The Retirees return to Nottingham

Our trip by bus to Nottingham was part of the nostalgia of this entire trip. Whilst living in the UK we travelled the M1 by bus from Nottingham to London frequently even though we had Thistle (our car). For me watching the familiar countryside slip by was a cathartic feeling I had returned to somewhere where we had both been content.

Arriving at Nottingham and we made our way to Attenborough where Cilla and Bob have lived and raised their family. Bob is a retired Professor formerly working at Nottingham University in human genes and biology and Cilla a retired physiotherapist. Cilla has an interest in Leprosy and supports a foundation aiding people afflicted and seeking a cure. Hence upon arrival we had great joy in assisting in setting up a garden party in their back yard in aid of the Leprosy Foundation. Leprosy remains a problem in Niger Africa.

Saturday morning and its all happening. Ladies dropping in the cakes for the cakes stall, Michelle (another gardener from the church) dropping in with masses of plants for the plant stall and Kerry and me assisting where needed (me assisting on the BBQ doing bacon butties) and Kerry aiding in the kitchen. All the neighbours and other people from throughout the village attend with 77 people attending in all (the head count courtesy of a door prize raffle setup by me) and takings from sales raffles etc and donations in excess of 1,000 pounds to be donated to the Leprosy Foundation. This is something they do every year to help.

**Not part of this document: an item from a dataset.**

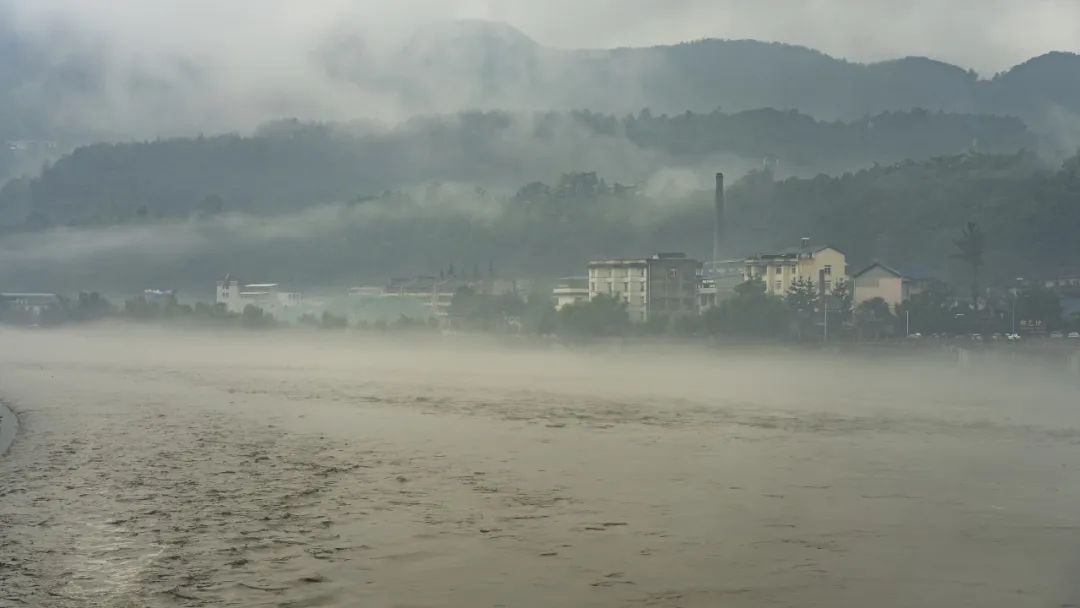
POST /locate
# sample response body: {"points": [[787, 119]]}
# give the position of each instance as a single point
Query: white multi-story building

After assisting cleaning up we made our way by bus into Nottingham to meet up with Martin and Christine our fellow travellers on the Rhine in 2015. Martin is a former MP in the Army and was stationed for a period in Germany and else where and has a deprecating sense of humour and a thirst for a lager (two hands and only one mouth). We have stayed in touch visiting them in Manchester last time we were over that way and they made the trip to Nottingham (we haven’t been here before) to see us. We met at the Ye Ole Trip to Jerusalem a pub claiming to be established in 1172AD and the oldest in Britain ( a claim challenged by Martin who says he has drunk in pubs of much greater age but cannot remember where). It was as usual very busy but we battled through and made “friends” with a bunch of young blokes taking their friend for a buck adventure dressed in a pink chiffon dress and tiara. He got too close to me at one stage.

We moved on from there to another pub up the road and across the canal in brilliant sunshine unusual for Britain and then another pub for an evening meal. Both Nottinghamshire and Derbyshire are blessed with narrow boat canals from the Industrial Revolution when all cargo went by canal to the ports. Whilst the meal disappointed the company was grand and we parted promising to catch up again and keep in touch. Since returning home we have pledged to meet again on the Rhine in 2020.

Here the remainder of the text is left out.